Parce qu’il a osé dire non, ils l’ont frappé. Son corps n’est plus qu’une blessure béante, plaie ouverte aux regrets, que seule la mort apaisera. Au fond de son cachot, il gît à même le sol.
Il fait froid.
Il est seul.
Mais maintenant, il n’a plus peur.
Que voulaient-ils savoir ? Il ne s’en rappelle plus, au début les questions fusaient comme les pelotes sur le fronton Chiqui* et face à son silence ils se sont acharnés mais depuis quelques temps ils ne demandent plus rien, ils cognent, battent, brutalisent et torturent avec ce plaisir non dissimulé que leurs yeux qui brillent révèlent.
Il n’est entre leurs mains qu’un pantin, qu’un jouet sur lequel ils défoulent leur haine tenace et stupide. Bourreaux inutiles et cruels, leurs gestes sont précis, artistes acérés de la douleur, ils mériteraient la mort, mais une mort lente et mauvaise, une agonie sans fin intolérable, insupportable.
Il sourit.
Malgré la douleur, malgré cette odeur fade et écœurante que la camarde laisse derrière elle, il sourit.

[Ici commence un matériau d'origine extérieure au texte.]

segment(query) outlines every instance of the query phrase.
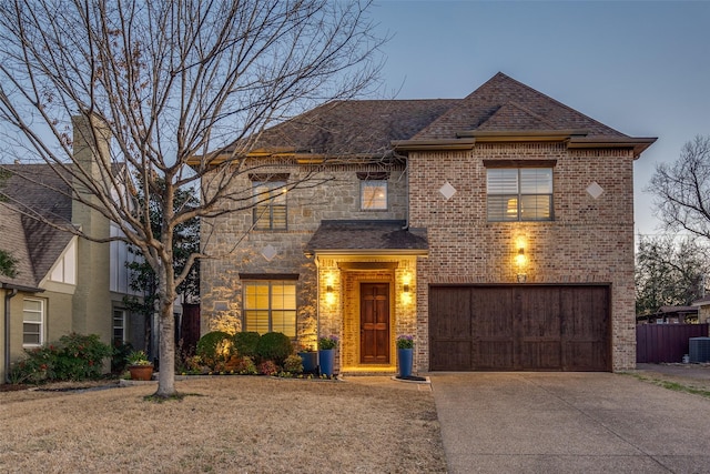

Il n’a rien dit, il a hurlé, gémi, supplié mais il n’a pas parlé, rien, ils n’ont rien obtenu de lui, aucun nom, aucune confession.
Les premières lueurs de l’aube apparaissent et avec elles, les ordres saccadés donnés d’un ton sans réplique, le bruit des bottes des soldats dans la cour, le claquement des fusils que l’on arme.
Il sourit.
Dans une heure ou dans une minute, on viendra le chercher, on voudra lui bander les yeux mais il refusera.
Il partira le cœur léger, heureux de mettre un terme à toute cette souffrance, heureux d’avoir été un homme debout face à la barbarie.